Nathan and Susannah Harris House
541, Rising Sun Road (MD 273), Rising Sun, Cecil County
The Harris House is a large stone dwelling constructed in 1798. Its construction date is documented by two datestones incorporated into the uncoursed rubble masonry of the principal (south) facade. The building is two stories high, four bays wide by two rooms deep, with a very steeply pitched gable roof. There are two front doors, located in the inner bays of the south facade, flanked by windows in the two outer bays; the second story is pierced only by three windows, aligned over the first, third, and fourth bays from the west. Large rectangular blocks suggest quoins at the corners. The east gable end has two windows on each story, with two smaller ones lighting the attic; the west gable has one window on each floor, offset to the left, and two attic windows as on the east end. Many of the windows retain their original surrounds, but all but two hold replacement 2/2 sash. Two windows on the north elevation retain original 6/6 sash. Stone jack arches appear above first-floor windows on the south and west facades. The south end has a basement entrance and a window, both with stone jack arches. Each gable has an interior end chimney of brick. A small one-story gable-roofed frame wing, constructed in the early 20th century, extends to the rear. The interior presents an unusual variation of the traditional Anglo-American three-room, cross-passage plan, with the insertion of a formal hallway between the west kitchen and the two east rooms. The house retains many significant construction features, including principal-rafter-and-purlin roof framing, a large kitchen fireplace with oven opening, and four fireplaces with diagonal hearths (a characteristic of Anglo-American vernacular architecture in the region). Most of its original interior trim is intact, including baseboard, chair rail, and architrave moldings; mantels and fireplace surrounds; beaded vertical board partitions; paneled doors (two of which have original Suffolk latches); stair and balustrade; and beaded ceiling joists.

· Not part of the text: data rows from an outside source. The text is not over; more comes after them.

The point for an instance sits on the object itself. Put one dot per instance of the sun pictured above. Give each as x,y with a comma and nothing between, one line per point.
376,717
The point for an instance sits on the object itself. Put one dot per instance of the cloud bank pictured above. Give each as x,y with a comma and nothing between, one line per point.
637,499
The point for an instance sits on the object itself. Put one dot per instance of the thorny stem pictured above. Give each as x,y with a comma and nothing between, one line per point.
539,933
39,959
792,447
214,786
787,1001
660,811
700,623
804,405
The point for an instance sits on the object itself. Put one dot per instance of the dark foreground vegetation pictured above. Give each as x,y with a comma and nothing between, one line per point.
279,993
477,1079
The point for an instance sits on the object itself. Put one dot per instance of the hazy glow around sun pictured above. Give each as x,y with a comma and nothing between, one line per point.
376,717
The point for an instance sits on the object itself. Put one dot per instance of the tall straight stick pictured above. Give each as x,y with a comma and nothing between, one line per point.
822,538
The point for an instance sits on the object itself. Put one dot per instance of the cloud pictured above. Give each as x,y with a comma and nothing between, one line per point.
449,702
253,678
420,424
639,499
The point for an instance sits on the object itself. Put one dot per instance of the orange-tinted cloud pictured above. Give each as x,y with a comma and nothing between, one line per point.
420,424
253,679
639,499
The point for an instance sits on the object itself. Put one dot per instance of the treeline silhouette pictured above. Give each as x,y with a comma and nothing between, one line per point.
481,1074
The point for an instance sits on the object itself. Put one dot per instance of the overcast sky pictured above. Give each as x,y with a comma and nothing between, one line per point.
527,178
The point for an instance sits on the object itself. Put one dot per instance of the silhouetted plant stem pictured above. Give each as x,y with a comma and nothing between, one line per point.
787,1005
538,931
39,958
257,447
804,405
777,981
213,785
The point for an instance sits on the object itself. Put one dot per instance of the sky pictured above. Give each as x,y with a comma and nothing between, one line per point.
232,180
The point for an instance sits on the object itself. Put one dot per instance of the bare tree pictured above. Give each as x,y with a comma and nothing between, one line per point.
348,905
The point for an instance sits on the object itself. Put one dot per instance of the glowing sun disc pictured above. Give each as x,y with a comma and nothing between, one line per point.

The Harris House is significant for its architecture. It incorporates two datestones documenting its construction in 1798, and embodies the distinctive characteristics of vernacular dwellings of the period in Quaker-settled areas of northeastern Maryland and adjacent Pennsylvania. Characteristic features include squarish proportions, stone construction, principal rafter-and-purlin roof framing, and diagonal hearths. The house presents a noteworthy original variation on the traditional three-room, cross-passage plan by the insertion of a formal center hallway; this modification is expressed on the exterior by a second entrance, ordering the first story façade in four symmetrical bays. This plan variation reflects the incorporation of an element selected from the current architectural fashion of the late 18th century into a long-established traditional British form. The house retains an unusually high degree of integrity; most of its original interior features and detailing remain intact. Through this unique combination of high integrity, unusual variation on a traditional plan, and firmly documented construction date, the Harris House contributes importantly to an understanding of the architectural history of northeastern Maryland. The house derives additional significance from its association with the expansion during the 18th century of the Quaker community called the Nottingham Lots, established by William Penn in 1701. When Penn laid out the community, it was located in disputed territory, claimed by both Pennsylvania and Maryland. Penn hoped that the settlement would help him retain his claim to the land as part of Chester County, Pennsylvania. In 1767, however, the Mason Dixon Line settled the dispute and gave most of the area of the Nottingham Lots to Cecil County, Maryland. The Harris House is located on Lot #1, at the west end of the Nottingham Lots.